Goedhart J, von Stetten D, Noirclerc-Savoye M, Lelimousin M, Joosen L, Hink MA, van Weeren L, Gadella TW, Royant A - Nat Commun (2012)

Bottom Line: The popular, but modestly bright, Enhanced Cyan Fluorescent Protein (ECFP) was sequentially improved into the brighter variants Super Cyan Fluorescent Protein 3A (SCFP3A) and mTurquoise, the latter exhibiting a high-fluorescence quantum yield and a long mono-exponential fluorescence lifetime.The structural analysis highlighted one suboptimal internal residue, which was subjected to saturation mutagenesis combined with fluorescence lifetime-based screening.This resulted in mTurquoise2, a brighter variant with faster maturation, high photostability, longer mono-exponential lifetime and the highest quantum yield measured for a monomeric fluorescent protein.
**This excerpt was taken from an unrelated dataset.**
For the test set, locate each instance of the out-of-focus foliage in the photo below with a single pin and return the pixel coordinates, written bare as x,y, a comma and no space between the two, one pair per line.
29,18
View Article: PubMed Central - PubMed

Affiliation: Swammerdam Institute for Life Sciences, Section of Molecular Cytology, van Leeuwenhoek Centre for Advanced Microscopy, University of Amsterdam, 1098 XH Amsterdam, The Netherlands.

ABSTRACT
Cyan variants of green fluorescent protein are widely used as donors in Förster resonance energy transfer experiments. The popular, but modestly bright, Enhanced Cyan Fluorescent Protein (ECFP) was sequentially improved into the brighter variants Super Cyan Fluorescent Protein 3A (SCFP3A) and mTurquoise, the latter exhibiting a high-fluorescence quantum yield and a long mono-exponential fluorescence lifetime. Here we combine X-ray crystallography and excited-state calculations to rationalize these stepwise improvements. The enhancement originates from stabilization of the seventh β-strand and the strengthening of the sole chromophore-stabilizing hydrogen bond. The structural analysis highlighted one suboptimal internal residue, which was subjected to saturation mutagenesis combined with fluorescence lifetime-based screening. This resulted in mTurquoise2, a brighter variant with faster maturation, high photostability, longer mono-exponential lifetime and the highest quantum yield measured for a monomeric fluorescent protein. Together, these properties make mTurquoise2 the preferable cyan variant of green fluorescent protein for long-term imaging and as donor for Förster resonance energy transfer to a yellow fluorescent protein.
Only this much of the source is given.